The Matt Damon-starrer Stillwater, part of the ongoing Cannes Film Festival, is set in the French port city of Marseille and its flavour has been captured with sensitivity and imagination.
Matt is just superb as an Oklahoma oil-rig worker, whose messy past seems to have cast a shadow on his young daughter, imprisoned for a murder she swears she did not commit. His most pressing mission is to get his daughter out of the jail in Marseille.
Daughter (Abigail Breslin) is imprisoned for murder in France, after being convicted of killing her ex-girlfriend while studying abroad. As years and expensive lawyers add up, Matt’s character Bill Baker works tirelessly to prove his child’s innocence and befriends a single mother (Camille Cottin) and her daughter (Lilou Siauvaud) along the way.
Matt began the press meet following the film’s screening by saying, by way of intro, “what we perceive as America today….”
The movie’s central point is the father-daughter relationship, and Matt Damon avered that since he has kids he felt a strong empathy for his character. “Since I’ve had kids things are a lot more available in my job, emotionally speaking; I don’t have to reach so much.”
“Every parent feels terrible when something goes wrong with their children. A parent always loves his/her child and a child always loves its parent; they’re both messed up in their own unique way,” Matt elaborated.
Matt Damon in a still from the film.
When asked that Matt’s character did not vote at the recent US presidential elections and if he would have had he been able to, he replied: “Creating the geo-political protagonist was crucial and noting that men like his character don’t apologise for what they are or what they believe.”
But now came the tricky part of the conference, when a journalist asked about Stillwater’s link to Amanda Knox. Amanda is an American woman who spent almost four years in an Italian prison following her conviction for the 2007 murder of Meredith Kercher, a fellow exchange student who shared her apartment.
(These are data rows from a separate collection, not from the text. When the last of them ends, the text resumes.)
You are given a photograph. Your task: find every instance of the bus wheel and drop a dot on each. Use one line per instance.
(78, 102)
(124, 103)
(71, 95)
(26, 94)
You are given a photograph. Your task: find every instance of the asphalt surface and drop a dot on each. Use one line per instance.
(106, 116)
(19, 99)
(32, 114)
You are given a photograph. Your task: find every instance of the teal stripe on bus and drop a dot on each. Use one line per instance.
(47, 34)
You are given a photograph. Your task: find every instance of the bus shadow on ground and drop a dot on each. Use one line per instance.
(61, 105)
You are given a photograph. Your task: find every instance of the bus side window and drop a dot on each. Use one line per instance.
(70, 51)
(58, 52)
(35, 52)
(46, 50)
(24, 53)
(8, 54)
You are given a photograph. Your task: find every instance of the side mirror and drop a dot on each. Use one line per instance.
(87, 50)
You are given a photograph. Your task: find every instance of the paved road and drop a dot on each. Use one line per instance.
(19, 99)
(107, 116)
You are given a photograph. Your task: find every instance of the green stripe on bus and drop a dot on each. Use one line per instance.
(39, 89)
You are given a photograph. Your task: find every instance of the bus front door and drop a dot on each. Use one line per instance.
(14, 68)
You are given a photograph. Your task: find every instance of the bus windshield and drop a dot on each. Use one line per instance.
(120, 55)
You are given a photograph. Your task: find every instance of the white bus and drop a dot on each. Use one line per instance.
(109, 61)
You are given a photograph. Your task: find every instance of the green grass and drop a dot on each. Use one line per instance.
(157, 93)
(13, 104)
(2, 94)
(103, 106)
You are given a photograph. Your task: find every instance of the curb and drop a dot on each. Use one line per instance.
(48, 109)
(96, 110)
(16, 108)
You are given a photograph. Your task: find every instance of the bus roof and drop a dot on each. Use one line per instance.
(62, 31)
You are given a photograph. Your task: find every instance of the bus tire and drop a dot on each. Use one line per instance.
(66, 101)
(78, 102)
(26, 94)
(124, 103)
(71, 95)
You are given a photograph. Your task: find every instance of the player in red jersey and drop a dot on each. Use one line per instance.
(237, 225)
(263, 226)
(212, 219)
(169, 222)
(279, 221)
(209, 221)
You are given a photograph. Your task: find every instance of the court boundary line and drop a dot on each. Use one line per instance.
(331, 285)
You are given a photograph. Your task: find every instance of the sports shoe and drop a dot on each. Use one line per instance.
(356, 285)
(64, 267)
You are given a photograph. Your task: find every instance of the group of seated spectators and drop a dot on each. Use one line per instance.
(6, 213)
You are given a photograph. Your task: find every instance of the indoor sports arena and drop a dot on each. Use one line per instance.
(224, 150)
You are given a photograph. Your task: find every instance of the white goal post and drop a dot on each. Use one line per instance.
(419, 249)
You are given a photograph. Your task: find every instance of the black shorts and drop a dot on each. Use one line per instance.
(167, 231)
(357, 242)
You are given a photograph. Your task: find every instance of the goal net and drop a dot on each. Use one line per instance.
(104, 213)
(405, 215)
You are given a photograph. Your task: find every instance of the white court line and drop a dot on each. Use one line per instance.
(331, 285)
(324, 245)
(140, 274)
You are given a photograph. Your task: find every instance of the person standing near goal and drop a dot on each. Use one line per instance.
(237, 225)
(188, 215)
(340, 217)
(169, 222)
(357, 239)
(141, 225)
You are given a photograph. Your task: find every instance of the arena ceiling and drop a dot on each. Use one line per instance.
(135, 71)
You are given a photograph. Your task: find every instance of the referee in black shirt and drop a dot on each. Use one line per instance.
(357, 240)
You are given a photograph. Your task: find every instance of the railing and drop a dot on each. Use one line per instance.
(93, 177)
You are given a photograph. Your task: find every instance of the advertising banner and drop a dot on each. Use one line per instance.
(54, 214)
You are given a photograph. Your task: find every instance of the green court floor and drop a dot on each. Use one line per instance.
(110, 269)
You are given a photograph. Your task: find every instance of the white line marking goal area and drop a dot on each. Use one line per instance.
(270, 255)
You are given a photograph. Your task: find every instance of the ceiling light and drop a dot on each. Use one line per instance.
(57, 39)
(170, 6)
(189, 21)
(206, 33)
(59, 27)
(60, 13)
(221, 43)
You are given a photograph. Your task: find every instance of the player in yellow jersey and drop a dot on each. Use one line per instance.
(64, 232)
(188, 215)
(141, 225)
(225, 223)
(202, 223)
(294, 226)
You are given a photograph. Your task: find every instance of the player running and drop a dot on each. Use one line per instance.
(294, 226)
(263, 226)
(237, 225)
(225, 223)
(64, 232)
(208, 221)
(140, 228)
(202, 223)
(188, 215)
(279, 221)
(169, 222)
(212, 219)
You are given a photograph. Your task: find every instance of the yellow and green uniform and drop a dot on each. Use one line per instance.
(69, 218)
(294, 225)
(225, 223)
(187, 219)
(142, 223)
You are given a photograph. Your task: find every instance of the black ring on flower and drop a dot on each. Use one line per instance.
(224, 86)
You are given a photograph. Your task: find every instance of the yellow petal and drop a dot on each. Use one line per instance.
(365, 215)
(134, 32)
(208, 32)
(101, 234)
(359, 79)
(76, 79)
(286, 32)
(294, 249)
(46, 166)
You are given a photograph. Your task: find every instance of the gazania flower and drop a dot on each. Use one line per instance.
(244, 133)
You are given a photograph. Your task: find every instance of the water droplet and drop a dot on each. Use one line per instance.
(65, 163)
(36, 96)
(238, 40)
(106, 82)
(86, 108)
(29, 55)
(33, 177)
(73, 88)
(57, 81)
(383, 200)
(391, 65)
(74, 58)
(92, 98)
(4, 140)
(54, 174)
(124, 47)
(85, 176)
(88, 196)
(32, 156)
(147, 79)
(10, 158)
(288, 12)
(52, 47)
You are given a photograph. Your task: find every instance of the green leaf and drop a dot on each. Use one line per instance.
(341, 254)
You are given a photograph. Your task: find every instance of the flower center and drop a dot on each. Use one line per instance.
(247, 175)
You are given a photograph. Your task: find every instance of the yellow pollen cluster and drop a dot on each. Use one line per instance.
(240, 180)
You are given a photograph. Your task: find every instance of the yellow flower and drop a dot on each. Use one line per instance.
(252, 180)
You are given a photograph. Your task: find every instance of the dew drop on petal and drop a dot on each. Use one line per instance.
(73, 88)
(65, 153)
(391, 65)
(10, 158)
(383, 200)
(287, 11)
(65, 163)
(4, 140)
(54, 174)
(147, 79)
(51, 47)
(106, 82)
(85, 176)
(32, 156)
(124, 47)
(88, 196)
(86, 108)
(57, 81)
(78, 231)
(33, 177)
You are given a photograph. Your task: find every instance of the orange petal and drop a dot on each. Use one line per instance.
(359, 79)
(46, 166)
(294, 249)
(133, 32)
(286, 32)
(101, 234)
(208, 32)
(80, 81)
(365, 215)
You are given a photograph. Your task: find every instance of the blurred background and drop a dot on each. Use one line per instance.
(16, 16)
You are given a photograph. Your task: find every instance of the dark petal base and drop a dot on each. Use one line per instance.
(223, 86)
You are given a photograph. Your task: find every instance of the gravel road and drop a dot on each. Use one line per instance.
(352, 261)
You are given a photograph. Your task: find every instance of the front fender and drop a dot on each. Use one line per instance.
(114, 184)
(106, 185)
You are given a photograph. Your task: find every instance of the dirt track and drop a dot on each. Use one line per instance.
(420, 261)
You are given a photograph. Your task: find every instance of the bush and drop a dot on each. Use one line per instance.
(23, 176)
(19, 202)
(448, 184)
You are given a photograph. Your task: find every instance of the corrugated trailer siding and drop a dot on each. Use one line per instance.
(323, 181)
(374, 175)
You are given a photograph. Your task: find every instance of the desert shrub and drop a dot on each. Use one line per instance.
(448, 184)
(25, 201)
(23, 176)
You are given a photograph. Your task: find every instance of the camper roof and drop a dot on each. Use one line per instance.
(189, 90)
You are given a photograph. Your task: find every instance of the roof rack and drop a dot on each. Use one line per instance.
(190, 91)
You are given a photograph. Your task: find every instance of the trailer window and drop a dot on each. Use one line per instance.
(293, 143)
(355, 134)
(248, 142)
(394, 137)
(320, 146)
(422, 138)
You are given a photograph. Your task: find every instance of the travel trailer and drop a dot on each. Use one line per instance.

In 2015, Amanda was acquitted by the Italian Supreme Court of Cassation.
Director Tom McCarthy took this question. “I was pretty fascinated with the Amanda Knox case, I kept up with it, but the origin of my film’s premise came from a father and daughter and their strained relationship…I’m a pessimist when it comes to systems,” he noted, however the director admitted that he was taken aback by how different it is to the US system.
Matt clarified that Stillwater is “not an American movie, not a French film, but a hybrid work”.